The Troubled Youth of “La Haine”

(image via The Guardian)

The 1995 French film La Haine fits comfortably in the longstanding tradition of realist filmmaking in Europe, but it uses these traditional conventions to tell an entirely modern story, highlighting painful realities regarding the link between racism and violence in the late 20th-century. While La Haine's visual style evokes the stark, gritty black-and-white iconography made famous by the Italian neorealism movement in the 1940s and 50s, this stylistic decision is not merely an homage to European film history: it is a choice made for the express purpose of contrasting the characters with their environment, furthering the themes of the narrative through visual storytelling. The sparse black-and-white images initially appear to bring order and to assure an adherence to a "safe", classical style of filmmaking, but this sense of order is quickly dismissed as unattainable as the film's violent world is revealed. One visually notable scene sees a shot of Herbert smoking in his room, the frame awash in shades of black, followed by a cut to a shot of his window from the outside. The wall of the building is stark white, but when Herbert opens his window to reveal the shades of black within his room, the previously separate images are combined and immediately lose their cohesion: the surface is discordant with what is contained within.

Accordingly, the film subverts its audience’s expectations of the racial tensions depicted: historically, films that address race and violence have drawn on racist stereotypes that link violent tendencies to skin color, and La Haine cleverly turns the tables on such narrow-minded thinking. In this film, the light-skinned Jewish protagonist, Vinz, is the most radical and predisposed to violence, whereas the black protagonist, Hubert, is the one who wants to get out of “the life” and away from the violence of his community. The film uses this subversion of racial stereotypes to further emphasize the injustice of a society in which people are judged by their skin color rather than their behavior. This is particularly evident in a sequence where the characters are accosted by police and Vinz, the instigator of the group, manages to escape while his black and Arab friends are arrested and endure torture by the police. While in police custody, Hubert is tied to a chair and abused by police officers, and his posture is eerily similar to a poster image for the recent horror film Get Out, another film that explores racially-charged acts of violence. This visual parallel confirms the continued relevance of La Haine's message, as the same issues continue to be explored in cinema nearly a quarter of a century later.

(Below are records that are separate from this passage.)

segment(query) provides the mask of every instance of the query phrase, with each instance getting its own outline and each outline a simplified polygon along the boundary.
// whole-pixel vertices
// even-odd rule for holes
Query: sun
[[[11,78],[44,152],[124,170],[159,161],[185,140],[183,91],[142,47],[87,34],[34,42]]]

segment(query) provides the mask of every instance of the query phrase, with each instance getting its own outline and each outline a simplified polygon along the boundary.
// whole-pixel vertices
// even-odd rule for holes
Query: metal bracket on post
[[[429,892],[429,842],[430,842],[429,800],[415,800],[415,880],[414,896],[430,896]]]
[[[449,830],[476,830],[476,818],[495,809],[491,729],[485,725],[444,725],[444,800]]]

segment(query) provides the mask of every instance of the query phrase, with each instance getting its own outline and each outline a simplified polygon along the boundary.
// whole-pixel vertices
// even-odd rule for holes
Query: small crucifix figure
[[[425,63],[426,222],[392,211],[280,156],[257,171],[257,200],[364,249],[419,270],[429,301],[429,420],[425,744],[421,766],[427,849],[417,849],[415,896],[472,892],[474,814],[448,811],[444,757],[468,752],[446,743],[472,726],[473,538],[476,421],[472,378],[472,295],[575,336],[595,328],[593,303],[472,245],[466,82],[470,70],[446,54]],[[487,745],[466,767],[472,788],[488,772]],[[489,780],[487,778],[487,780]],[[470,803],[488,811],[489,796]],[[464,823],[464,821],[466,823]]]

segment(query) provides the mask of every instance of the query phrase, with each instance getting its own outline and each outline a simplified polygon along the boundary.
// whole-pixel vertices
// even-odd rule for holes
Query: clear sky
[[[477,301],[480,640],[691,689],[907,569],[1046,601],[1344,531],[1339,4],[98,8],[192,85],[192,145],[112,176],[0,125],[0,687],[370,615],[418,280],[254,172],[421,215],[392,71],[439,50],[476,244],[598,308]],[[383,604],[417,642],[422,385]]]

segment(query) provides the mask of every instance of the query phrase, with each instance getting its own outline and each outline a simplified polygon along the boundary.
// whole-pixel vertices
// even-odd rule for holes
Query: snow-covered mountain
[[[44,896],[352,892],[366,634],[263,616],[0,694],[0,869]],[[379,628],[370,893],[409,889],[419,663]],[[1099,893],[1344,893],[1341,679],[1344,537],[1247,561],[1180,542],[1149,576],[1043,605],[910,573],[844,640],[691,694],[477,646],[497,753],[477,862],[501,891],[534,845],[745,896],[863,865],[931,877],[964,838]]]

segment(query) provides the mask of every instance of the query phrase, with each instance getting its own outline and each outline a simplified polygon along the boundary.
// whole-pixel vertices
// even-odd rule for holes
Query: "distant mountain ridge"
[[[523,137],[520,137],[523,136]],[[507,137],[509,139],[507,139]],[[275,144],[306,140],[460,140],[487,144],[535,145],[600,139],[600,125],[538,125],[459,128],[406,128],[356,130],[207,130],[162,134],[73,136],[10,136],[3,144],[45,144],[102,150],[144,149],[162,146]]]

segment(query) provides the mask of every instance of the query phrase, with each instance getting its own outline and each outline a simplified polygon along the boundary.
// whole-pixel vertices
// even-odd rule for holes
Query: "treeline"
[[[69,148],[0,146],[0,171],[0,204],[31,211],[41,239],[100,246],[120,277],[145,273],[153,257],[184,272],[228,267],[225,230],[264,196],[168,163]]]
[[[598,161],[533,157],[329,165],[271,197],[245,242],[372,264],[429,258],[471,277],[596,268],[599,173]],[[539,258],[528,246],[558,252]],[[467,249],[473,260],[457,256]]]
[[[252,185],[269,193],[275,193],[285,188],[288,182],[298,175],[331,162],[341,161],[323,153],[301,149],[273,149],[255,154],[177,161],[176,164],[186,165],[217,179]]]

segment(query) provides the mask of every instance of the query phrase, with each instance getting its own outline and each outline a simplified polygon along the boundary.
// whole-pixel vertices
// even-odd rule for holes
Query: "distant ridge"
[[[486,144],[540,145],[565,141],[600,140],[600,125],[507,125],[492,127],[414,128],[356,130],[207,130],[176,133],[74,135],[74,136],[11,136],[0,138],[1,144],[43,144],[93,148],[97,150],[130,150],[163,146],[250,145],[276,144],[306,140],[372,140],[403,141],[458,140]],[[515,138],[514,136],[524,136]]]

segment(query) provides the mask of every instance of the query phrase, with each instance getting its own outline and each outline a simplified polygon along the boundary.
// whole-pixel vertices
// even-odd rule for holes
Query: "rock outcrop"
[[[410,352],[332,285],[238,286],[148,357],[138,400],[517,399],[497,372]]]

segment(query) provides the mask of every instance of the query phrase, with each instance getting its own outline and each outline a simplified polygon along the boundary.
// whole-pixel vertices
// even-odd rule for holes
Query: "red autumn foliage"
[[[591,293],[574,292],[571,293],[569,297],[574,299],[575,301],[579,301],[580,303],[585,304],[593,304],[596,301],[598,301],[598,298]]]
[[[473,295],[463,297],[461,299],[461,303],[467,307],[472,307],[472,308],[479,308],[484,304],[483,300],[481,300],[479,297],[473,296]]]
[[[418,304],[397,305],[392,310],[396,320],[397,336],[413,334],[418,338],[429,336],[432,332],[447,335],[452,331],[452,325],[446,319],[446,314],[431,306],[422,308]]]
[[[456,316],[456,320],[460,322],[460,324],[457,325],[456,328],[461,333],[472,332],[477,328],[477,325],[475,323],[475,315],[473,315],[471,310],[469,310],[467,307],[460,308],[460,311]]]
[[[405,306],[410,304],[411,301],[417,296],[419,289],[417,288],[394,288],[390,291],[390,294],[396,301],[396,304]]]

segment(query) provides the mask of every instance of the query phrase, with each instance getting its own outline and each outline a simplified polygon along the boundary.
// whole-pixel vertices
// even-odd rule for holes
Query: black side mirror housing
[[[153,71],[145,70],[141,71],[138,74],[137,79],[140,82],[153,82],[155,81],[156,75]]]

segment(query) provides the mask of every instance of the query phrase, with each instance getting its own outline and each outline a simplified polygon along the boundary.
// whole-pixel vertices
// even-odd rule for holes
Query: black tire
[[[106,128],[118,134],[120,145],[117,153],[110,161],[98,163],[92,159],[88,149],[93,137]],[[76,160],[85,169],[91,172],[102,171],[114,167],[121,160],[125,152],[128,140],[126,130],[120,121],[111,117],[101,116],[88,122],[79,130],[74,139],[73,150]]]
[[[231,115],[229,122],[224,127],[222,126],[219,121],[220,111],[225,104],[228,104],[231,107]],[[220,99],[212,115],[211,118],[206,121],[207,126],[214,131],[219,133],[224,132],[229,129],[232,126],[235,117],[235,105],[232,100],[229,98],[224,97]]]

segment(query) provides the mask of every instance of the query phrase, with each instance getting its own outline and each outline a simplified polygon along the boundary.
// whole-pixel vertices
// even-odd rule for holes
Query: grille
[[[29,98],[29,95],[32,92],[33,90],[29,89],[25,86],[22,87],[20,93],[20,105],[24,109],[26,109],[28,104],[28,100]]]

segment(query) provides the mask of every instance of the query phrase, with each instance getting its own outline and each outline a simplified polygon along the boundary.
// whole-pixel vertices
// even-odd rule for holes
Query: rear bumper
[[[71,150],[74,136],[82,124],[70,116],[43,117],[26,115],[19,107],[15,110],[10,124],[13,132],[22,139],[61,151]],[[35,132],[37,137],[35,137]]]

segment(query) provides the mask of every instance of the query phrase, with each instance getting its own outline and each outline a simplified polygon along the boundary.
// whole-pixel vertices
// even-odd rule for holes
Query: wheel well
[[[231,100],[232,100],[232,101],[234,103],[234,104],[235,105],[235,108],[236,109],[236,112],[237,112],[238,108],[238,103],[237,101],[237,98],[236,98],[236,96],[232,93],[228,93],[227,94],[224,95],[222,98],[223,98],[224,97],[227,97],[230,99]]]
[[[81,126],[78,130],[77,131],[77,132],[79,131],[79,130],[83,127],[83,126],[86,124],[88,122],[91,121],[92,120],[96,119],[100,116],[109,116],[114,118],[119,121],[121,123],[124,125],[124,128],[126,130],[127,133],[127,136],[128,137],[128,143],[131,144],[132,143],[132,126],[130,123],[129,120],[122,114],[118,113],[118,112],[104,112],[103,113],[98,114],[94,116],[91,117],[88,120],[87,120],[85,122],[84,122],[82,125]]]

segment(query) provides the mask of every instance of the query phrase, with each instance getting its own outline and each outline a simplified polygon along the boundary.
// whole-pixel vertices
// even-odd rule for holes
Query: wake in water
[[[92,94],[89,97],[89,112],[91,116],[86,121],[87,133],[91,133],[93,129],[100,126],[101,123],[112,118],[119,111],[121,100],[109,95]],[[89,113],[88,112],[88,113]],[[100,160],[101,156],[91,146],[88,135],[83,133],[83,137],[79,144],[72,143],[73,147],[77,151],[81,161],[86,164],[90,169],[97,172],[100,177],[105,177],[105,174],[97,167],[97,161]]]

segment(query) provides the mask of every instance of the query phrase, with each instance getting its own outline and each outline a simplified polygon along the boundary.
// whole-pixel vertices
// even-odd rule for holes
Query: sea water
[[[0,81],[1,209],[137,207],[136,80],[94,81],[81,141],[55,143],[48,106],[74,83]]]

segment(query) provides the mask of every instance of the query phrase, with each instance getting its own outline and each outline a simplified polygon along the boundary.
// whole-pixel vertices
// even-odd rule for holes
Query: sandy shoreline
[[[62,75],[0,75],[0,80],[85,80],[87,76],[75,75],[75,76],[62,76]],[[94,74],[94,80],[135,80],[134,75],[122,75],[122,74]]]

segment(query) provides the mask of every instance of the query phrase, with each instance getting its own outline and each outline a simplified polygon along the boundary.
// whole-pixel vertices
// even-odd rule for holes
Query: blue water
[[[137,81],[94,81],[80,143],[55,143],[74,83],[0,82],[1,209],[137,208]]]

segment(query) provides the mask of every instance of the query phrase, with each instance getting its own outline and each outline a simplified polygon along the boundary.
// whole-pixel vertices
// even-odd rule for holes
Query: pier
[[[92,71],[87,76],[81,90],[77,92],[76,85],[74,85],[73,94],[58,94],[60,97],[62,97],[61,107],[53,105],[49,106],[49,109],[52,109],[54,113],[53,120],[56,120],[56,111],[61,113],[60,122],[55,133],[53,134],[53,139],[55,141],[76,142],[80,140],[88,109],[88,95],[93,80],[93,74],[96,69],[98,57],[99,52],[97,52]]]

(images via YouTube and KinoArt.cz)

The violence of this shot is merely a sampling of the anger and brutality that punctuate the entirety of the film. Indeed, nearly every scene ends with violence, from tense fights among the protagonists themselves to their aggression towards a group of women at an art gallery. Even the film’s cinematic allusions relate to violence; the film features references to Taxi Driver and The Deer Hunter, and when Vinz passes some time at the movie theater, the unidentified film he watches features a loud gunfight. In this, the ultimate form of escapism becomes merely an extension of the character's violent reality. One poignant scene sees Hubert declare that the lights of the city will go off when he snaps his fingers, and after he walks away, they actually do; here Kassovitz reminds his viewers that they are watching a film, but in the process hides this fact from his protagonists, a clever way to depict the tenuous line between realism and fiction in a film: anything is possible in the cinema, but the characters cannot be made aware of this, or the illusion will be broken.

The one other scene where the film visually defies its otherwise realist style is when Vinz imagines that he has shot a police officer. He shoots the officer in the chest, and the impact lifts the man off the ground and hurls him through the air, until he hits a store window and collapses among the shattered glass. This is a sequence befitting an action film, not a realistic social protest film like La Haine; it reflects what violence is like in the movies--and by extension what Vinz wishes violence was like after spending his formative years in a movie theater--rather than what violence looks like in reality. As a result, when Vinz actually has the opportunity to shoot a skinhead late in the film, the scene is shot quite differently: the man is crying, his face bloodied, with Vinz’s gun pressed against his head in a tight close-up. Hubert urges Vinz to pull the trigger, knowing he will not, perhaps cannot, and he does not. There is a sense of catharsis: the whole film has been building up to this moment, and suddenly the tension is released as the volatile Vinz relinquishes his stolen pistol to Hubert. In this moment, the young protagonists prove themselves to be different from the corrupt authority figures and racist deviants that hold them down, refusing to kill someone weaker and more vulnerable than they are.

This scene allows for the actual climactic moment of violence to come out of nowhere, an unintentional shooting that simultaneously leaves the audience reeling while also explaining that ominous countdown that has primed the audience to expect a shocking climax, yet never could have prepared them for this. The once-peaceful Hubert is compelled to act for his fallen friend much the same way Vinz was compelled to act for Abdel, but unlike Vinz, Hubert is left with no way out; the protagonists have proven their capacity to rise above the impossible circumstances facing them, yet in this unjust society the odds will always be against them. The camera denies the viewer the image of what comes next, instead focusing on Saïd’s face, rendered childlike in its horror as the sound of two gunshots pierce the soundtrack. The world belongs to you . . . So far, so good.